We edit our files as ordinary HTML files. Then we run a script using Dave Ragget's excellent tidy program over the files to convert them into well-formed HTML and to add XML headers. Then we check that tidy has generated well-formed XML using James Clark's xmlwf tool. At times, we also use OmniMark Light edition, and the GNU utility sed.

Tidy, xmlwf, OmniMark Light Edition and the GNU tools are all available free over the Internet. We have also created a custom version of tidy for Chinese that handles Big5 and UTF-8 with better Chinese line-breaking (it also handles ShiftJIS better).
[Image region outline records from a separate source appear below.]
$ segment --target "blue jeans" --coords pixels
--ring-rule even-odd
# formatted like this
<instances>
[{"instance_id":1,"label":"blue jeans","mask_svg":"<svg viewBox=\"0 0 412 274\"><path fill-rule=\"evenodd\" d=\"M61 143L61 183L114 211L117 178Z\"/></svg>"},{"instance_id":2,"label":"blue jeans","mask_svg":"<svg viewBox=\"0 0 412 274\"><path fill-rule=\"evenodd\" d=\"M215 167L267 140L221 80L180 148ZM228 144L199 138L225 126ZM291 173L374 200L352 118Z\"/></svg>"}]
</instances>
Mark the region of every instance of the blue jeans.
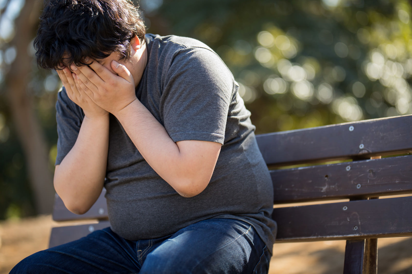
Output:
<instances>
[{"instance_id":1,"label":"blue jeans","mask_svg":"<svg viewBox=\"0 0 412 274\"><path fill-rule=\"evenodd\" d=\"M10 274L267 273L271 255L250 225L209 219L160 238L129 241L110 228L37 252Z\"/></svg>"}]
</instances>

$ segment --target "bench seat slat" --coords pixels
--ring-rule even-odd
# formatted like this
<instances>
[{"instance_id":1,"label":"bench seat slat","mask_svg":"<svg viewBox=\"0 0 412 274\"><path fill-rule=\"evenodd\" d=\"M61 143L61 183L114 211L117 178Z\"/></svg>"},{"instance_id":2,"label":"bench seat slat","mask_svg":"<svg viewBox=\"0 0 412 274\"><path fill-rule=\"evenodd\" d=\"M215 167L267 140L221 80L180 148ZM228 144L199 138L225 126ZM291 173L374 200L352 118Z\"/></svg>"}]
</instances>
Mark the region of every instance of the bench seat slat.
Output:
<instances>
[{"instance_id":1,"label":"bench seat slat","mask_svg":"<svg viewBox=\"0 0 412 274\"><path fill-rule=\"evenodd\" d=\"M109 221L97 223L71 226L61 226L52 229L49 247L53 247L87 236L94 230L110 226Z\"/></svg>"},{"instance_id":2,"label":"bench seat slat","mask_svg":"<svg viewBox=\"0 0 412 274\"><path fill-rule=\"evenodd\" d=\"M412 193L412 155L270 171L275 204Z\"/></svg>"},{"instance_id":3,"label":"bench seat slat","mask_svg":"<svg viewBox=\"0 0 412 274\"><path fill-rule=\"evenodd\" d=\"M53 219L55 221L61 221L86 219L107 218L107 205L106 203L106 198L104 197L105 194L106 190L103 188L97 200L90 209L84 214L79 215L70 212L66 208L63 201L56 193L54 197Z\"/></svg>"},{"instance_id":4,"label":"bench seat slat","mask_svg":"<svg viewBox=\"0 0 412 274\"><path fill-rule=\"evenodd\" d=\"M269 165L406 153L412 151L411 116L267 133L256 138Z\"/></svg>"},{"instance_id":5,"label":"bench seat slat","mask_svg":"<svg viewBox=\"0 0 412 274\"><path fill-rule=\"evenodd\" d=\"M412 235L412 197L275 208L278 242Z\"/></svg>"}]
</instances>

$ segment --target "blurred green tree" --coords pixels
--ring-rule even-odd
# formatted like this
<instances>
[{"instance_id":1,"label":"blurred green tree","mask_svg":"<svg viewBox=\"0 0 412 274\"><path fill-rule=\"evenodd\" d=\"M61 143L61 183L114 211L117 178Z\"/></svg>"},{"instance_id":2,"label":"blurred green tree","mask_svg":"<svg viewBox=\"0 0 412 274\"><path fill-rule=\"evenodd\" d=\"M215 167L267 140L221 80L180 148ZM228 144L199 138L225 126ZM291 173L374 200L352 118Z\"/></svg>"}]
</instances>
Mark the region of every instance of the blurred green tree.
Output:
<instances>
[{"instance_id":1,"label":"blurred green tree","mask_svg":"<svg viewBox=\"0 0 412 274\"><path fill-rule=\"evenodd\" d=\"M157 12L220 55L264 132L412 113L410 4L164 0Z\"/></svg>"}]
</instances>

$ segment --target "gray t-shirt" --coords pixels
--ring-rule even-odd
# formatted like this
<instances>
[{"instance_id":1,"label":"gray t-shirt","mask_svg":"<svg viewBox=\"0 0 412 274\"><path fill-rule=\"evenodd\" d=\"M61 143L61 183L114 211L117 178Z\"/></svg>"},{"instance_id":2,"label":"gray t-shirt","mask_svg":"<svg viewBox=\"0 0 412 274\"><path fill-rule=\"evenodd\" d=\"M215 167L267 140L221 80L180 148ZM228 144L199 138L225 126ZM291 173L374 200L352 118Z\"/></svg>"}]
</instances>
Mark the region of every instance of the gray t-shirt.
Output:
<instances>
[{"instance_id":1,"label":"gray t-shirt","mask_svg":"<svg viewBox=\"0 0 412 274\"><path fill-rule=\"evenodd\" d=\"M149 165L110 114L105 187L112 229L136 240L166 236L203 220L231 218L252 225L271 251L276 228L272 181L233 75L197 40L147 34L145 42L147 63L138 99L173 141L222 146L207 187L184 197ZM56 108L58 165L73 147L84 114L64 88Z\"/></svg>"}]
</instances>

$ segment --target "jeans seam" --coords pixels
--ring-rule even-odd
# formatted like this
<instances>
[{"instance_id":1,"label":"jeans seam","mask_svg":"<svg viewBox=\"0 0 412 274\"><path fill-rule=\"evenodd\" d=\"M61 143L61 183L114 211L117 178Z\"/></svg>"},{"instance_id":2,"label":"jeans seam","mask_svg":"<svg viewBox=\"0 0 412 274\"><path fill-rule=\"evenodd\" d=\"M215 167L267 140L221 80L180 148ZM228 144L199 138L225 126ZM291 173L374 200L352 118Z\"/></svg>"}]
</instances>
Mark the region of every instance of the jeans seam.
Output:
<instances>
[{"instance_id":1,"label":"jeans seam","mask_svg":"<svg viewBox=\"0 0 412 274\"><path fill-rule=\"evenodd\" d=\"M265 246L265 247L263 248L263 249L262 250L262 255L260 255L260 257L259 258L259 262L258 262L258 264L256 265L256 266L255 267L255 268L253 269L253 272L252 272L253 274L256 273L256 268L257 268L259 266L259 265L260 264L260 263L262 262L262 258L265 255L265 253L267 250L267 246Z\"/></svg>"},{"instance_id":2,"label":"jeans seam","mask_svg":"<svg viewBox=\"0 0 412 274\"><path fill-rule=\"evenodd\" d=\"M149 245L147 246L147 247L146 248L146 249L145 249L145 250L141 253L141 258L142 258L142 261L143 259L143 256L145 255L145 254L146 254L146 253L149 251L149 250L150 249L151 247L152 247L152 239L150 239L149 240Z\"/></svg>"},{"instance_id":3,"label":"jeans seam","mask_svg":"<svg viewBox=\"0 0 412 274\"><path fill-rule=\"evenodd\" d=\"M209 256L210 256L213 253L215 253L217 252L217 251L218 250L219 250L220 249L221 249L222 248L223 248L225 247L225 246L227 246L228 244L231 244L231 243L233 242L234 241L236 241L236 240L237 240L238 239L239 239L240 237L241 237L242 236L243 236L244 235L246 235L246 234L247 234L248 233L249 231L250 231L251 229L252 229L252 226L250 225L250 227L249 227L249 229L247 230L247 231L246 231L246 232L244 232L243 233L242 233L241 235L240 235L239 236L238 236L237 237L236 237L236 238L235 239L233 239L233 240L232 240L232 241L231 241L227 243L227 244L225 244L224 245L222 246L220 246L220 248L218 248L216 250L215 250L213 252L211 253L210 254L209 254L207 256L206 256L204 257L204 258L201 261L200 261L200 262L198 262L197 264L196 264L196 265L195 265L194 267L193 267L190 270L191 272L193 272L193 269L194 269L195 268L196 268L197 267L198 265L200 265L200 263L202 261L203 261L203 260L204 260L206 258L208 258L208 257L209 257Z\"/></svg>"}]
</instances>

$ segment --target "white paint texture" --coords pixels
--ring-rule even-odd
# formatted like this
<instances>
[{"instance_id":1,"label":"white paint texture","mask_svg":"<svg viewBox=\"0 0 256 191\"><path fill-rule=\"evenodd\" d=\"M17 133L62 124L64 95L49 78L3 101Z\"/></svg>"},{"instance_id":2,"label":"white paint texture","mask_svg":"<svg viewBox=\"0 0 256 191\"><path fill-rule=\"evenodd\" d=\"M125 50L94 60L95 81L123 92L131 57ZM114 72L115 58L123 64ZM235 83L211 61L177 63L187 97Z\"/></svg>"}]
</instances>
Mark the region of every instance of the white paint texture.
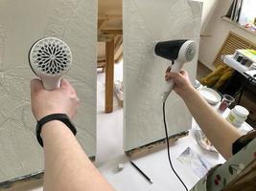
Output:
<instances>
[{"instance_id":1,"label":"white paint texture","mask_svg":"<svg viewBox=\"0 0 256 191\"><path fill-rule=\"evenodd\" d=\"M189 0L124 1L126 151L164 138L161 94L170 61L153 54L157 41L189 38L198 44L201 10ZM196 78L198 56L184 67ZM191 128L192 117L173 93L166 103L170 136Z\"/></svg>"},{"instance_id":2,"label":"white paint texture","mask_svg":"<svg viewBox=\"0 0 256 191\"><path fill-rule=\"evenodd\" d=\"M97 2L0 0L0 181L43 169L43 153L31 113L28 63L37 39L56 36L73 53L67 78L81 105L74 123L88 156L96 154Z\"/></svg>"}]
</instances>

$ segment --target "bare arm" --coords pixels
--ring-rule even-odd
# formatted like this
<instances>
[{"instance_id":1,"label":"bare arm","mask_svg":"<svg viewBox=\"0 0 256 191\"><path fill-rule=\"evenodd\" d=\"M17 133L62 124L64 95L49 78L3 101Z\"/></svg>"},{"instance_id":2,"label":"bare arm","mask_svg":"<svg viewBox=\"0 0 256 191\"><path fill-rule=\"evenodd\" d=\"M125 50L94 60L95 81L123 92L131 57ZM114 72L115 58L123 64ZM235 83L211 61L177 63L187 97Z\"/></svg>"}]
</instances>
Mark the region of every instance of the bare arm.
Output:
<instances>
[{"instance_id":1,"label":"bare arm","mask_svg":"<svg viewBox=\"0 0 256 191\"><path fill-rule=\"evenodd\" d=\"M36 120L55 113L67 114L71 118L76 114L79 99L66 80L61 81L61 88L49 92L44 90L40 80L34 79L31 95ZM45 157L44 190L113 190L64 123L58 120L46 123L41 137Z\"/></svg>"},{"instance_id":2,"label":"bare arm","mask_svg":"<svg viewBox=\"0 0 256 191\"><path fill-rule=\"evenodd\" d=\"M167 73L166 80L174 79L175 91L183 98L192 116L217 150L228 159L232 144L241 137L239 131L222 118L194 89L185 71Z\"/></svg>"}]
</instances>

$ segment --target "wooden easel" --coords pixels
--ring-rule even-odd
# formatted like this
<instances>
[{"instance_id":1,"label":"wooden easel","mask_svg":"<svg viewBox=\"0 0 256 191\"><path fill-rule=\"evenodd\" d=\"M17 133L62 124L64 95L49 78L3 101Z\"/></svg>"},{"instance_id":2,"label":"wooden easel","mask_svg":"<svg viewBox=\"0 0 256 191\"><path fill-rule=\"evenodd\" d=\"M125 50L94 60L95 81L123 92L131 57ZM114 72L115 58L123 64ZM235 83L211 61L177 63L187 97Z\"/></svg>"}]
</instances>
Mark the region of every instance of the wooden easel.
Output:
<instances>
[{"instance_id":1,"label":"wooden easel","mask_svg":"<svg viewBox=\"0 0 256 191\"><path fill-rule=\"evenodd\" d=\"M103 68L105 72L105 112L111 113L113 111L114 63L119 62L123 57L122 1L99 0L98 12L97 67Z\"/></svg>"}]
</instances>

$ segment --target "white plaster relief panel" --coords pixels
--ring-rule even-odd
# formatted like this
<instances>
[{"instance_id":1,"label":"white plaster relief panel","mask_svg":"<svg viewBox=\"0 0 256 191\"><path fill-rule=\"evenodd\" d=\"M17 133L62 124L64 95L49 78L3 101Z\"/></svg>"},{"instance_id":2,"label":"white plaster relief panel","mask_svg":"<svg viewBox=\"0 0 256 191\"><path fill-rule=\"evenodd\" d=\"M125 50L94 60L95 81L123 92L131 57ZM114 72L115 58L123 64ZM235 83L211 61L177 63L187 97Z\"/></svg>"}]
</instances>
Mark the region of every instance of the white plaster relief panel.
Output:
<instances>
[{"instance_id":1,"label":"white plaster relief panel","mask_svg":"<svg viewBox=\"0 0 256 191\"><path fill-rule=\"evenodd\" d=\"M56 36L72 50L66 78L81 105L74 123L89 157L96 155L97 1L0 0L0 182L43 170L35 136L28 62L31 46Z\"/></svg>"},{"instance_id":2,"label":"white plaster relief panel","mask_svg":"<svg viewBox=\"0 0 256 191\"><path fill-rule=\"evenodd\" d=\"M124 149L164 138L161 94L171 61L153 53L158 41L193 39L198 45L202 4L190 0L125 0ZM184 68L196 78L198 55ZM191 128L192 116L172 93L166 103L169 135Z\"/></svg>"}]
</instances>

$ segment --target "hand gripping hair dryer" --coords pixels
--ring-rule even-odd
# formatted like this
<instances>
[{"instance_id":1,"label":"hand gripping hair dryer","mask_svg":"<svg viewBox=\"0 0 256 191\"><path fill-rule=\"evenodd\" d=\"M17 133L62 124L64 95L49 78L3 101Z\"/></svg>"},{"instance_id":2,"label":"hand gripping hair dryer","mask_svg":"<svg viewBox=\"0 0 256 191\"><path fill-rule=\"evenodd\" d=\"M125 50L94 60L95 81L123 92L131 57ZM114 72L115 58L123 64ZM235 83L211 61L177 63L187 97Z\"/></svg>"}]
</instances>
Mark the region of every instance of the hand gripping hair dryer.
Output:
<instances>
[{"instance_id":1,"label":"hand gripping hair dryer","mask_svg":"<svg viewBox=\"0 0 256 191\"><path fill-rule=\"evenodd\" d=\"M29 53L29 62L34 73L41 78L46 90L59 88L60 79L72 63L72 53L66 43L46 37L36 41Z\"/></svg>"},{"instance_id":2,"label":"hand gripping hair dryer","mask_svg":"<svg viewBox=\"0 0 256 191\"><path fill-rule=\"evenodd\" d=\"M170 40L158 42L154 47L154 53L163 58L171 60L173 63L171 72L179 73L184 63L190 62L196 55L197 44L192 40ZM166 82L162 95L163 102L174 89L173 80Z\"/></svg>"}]
</instances>

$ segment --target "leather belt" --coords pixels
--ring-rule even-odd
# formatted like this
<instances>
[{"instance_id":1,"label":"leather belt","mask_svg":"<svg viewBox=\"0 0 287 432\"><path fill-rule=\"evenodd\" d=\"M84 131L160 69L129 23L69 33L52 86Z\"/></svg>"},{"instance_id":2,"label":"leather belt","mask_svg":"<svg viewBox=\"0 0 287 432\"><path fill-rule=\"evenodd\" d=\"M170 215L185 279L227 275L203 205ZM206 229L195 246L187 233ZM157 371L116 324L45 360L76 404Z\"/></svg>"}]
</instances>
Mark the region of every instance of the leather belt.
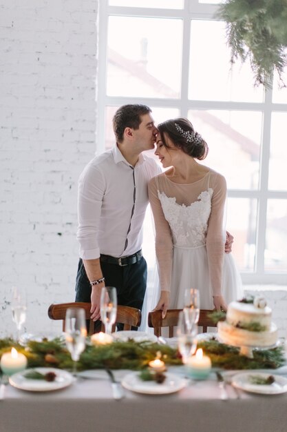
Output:
<instances>
[{"instance_id":1,"label":"leather belt","mask_svg":"<svg viewBox=\"0 0 287 432\"><path fill-rule=\"evenodd\" d=\"M120 258L116 258L115 257L111 257L111 255L105 255L100 254L100 261L102 262L107 262L109 264L116 264L123 267L123 266L129 266L129 264L135 264L138 261L140 261L142 257L142 250L136 252L132 255L128 257L121 257Z\"/></svg>"}]
</instances>

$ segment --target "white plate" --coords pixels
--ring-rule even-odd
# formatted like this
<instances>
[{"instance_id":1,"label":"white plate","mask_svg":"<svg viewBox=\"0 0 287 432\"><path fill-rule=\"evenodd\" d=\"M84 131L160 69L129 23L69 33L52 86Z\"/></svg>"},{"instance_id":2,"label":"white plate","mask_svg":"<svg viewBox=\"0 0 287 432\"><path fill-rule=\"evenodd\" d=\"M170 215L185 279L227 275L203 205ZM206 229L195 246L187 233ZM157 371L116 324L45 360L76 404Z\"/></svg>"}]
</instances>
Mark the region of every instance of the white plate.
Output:
<instances>
[{"instance_id":1,"label":"white plate","mask_svg":"<svg viewBox=\"0 0 287 432\"><path fill-rule=\"evenodd\" d=\"M147 333L145 331L136 331L135 330L123 330L120 331L115 331L111 334L113 337L118 339L123 342L127 342L129 339L133 339L136 342L142 342L148 340L152 342L157 342L158 337L156 335Z\"/></svg>"},{"instance_id":2,"label":"white plate","mask_svg":"<svg viewBox=\"0 0 287 432\"><path fill-rule=\"evenodd\" d=\"M165 373L166 379L162 384L155 381L142 381L139 372L129 373L122 380L122 386L127 390L147 395L165 395L179 391L187 384L188 381L173 373Z\"/></svg>"},{"instance_id":3,"label":"white plate","mask_svg":"<svg viewBox=\"0 0 287 432\"><path fill-rule=\"evenodd\" d=\"M73 376L67 371L56 369L54 368L34 368L37 372L47 373L54 372L56 373L54 381L48 382L45 380L30 380L25 378L25 374L29 371L26 369L22 372L14 373L9 377L10 384L21 390L28 391L50 391L51 390L59 390L70 386L74 381Z\"/></svg>"},{"instance_id":4,"label":"white plate","mask_svg":"<svg viewBox=\"0 0 287 432\"><path fill-rule=\"evenodd\" d=\"M237 373L232 379L232 385L241 390L251 393L259 393L264 395L277 395L287 391L287 378L279 375L273 375L275 382L271 384L252 384L250 380L251 376L258 376L267 378L272 373L259 373L256 371L253 372L242 372Z\"/></svg>"}]
</instances>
Another program which looks interesting is John Walker's demoronizer, which combines a transcoder with some tag re-arrangement, but we are not using it.

Checking XHMTL

In each directory, we are putting two shell scripts:


#!/bin/sh

# generate.sh 
for i in XSLvalidation checklist faq-phrase-index 
do
        /project3/xml/bin/tidy -config config.txt $i.html
done

// config.txt for HTML tidy for English XHTML files
write-back: yes
indent: auto
indent-spaces: 2
wrap: 70
markup: yes
clean: yes
output-xml: yes 
input-xml: no 
show-warnings: yes
numeric-entities: yes
quote-marks: yes
quote-nbsp: no 
quote-ampersand: yes
break-before-br: no
uppercase-tags: no 
uppercase-attributes: no 
smart-indent: yes
output-xhtml: yes
char-encoding: utf8
language: en
ncr: yes


#!/bin/sh

# check.sh 
for i in XSLvalidation checklist faq-phrase-index 
do
        /project3/xml/bin/xmlwf $i.html
done

Currently we are not checking validity on XHTML documents; this primarily causes problems relating to missing or duplicate ID attributes so far. The XML documents which are processed using OmniMark usually must be valid, however.

We will be integrating this into an overnight batch file to make sure that files are tidied overnight. This seems to provide a simple way to gradually introduce users to the idea of document well-formedness and validity.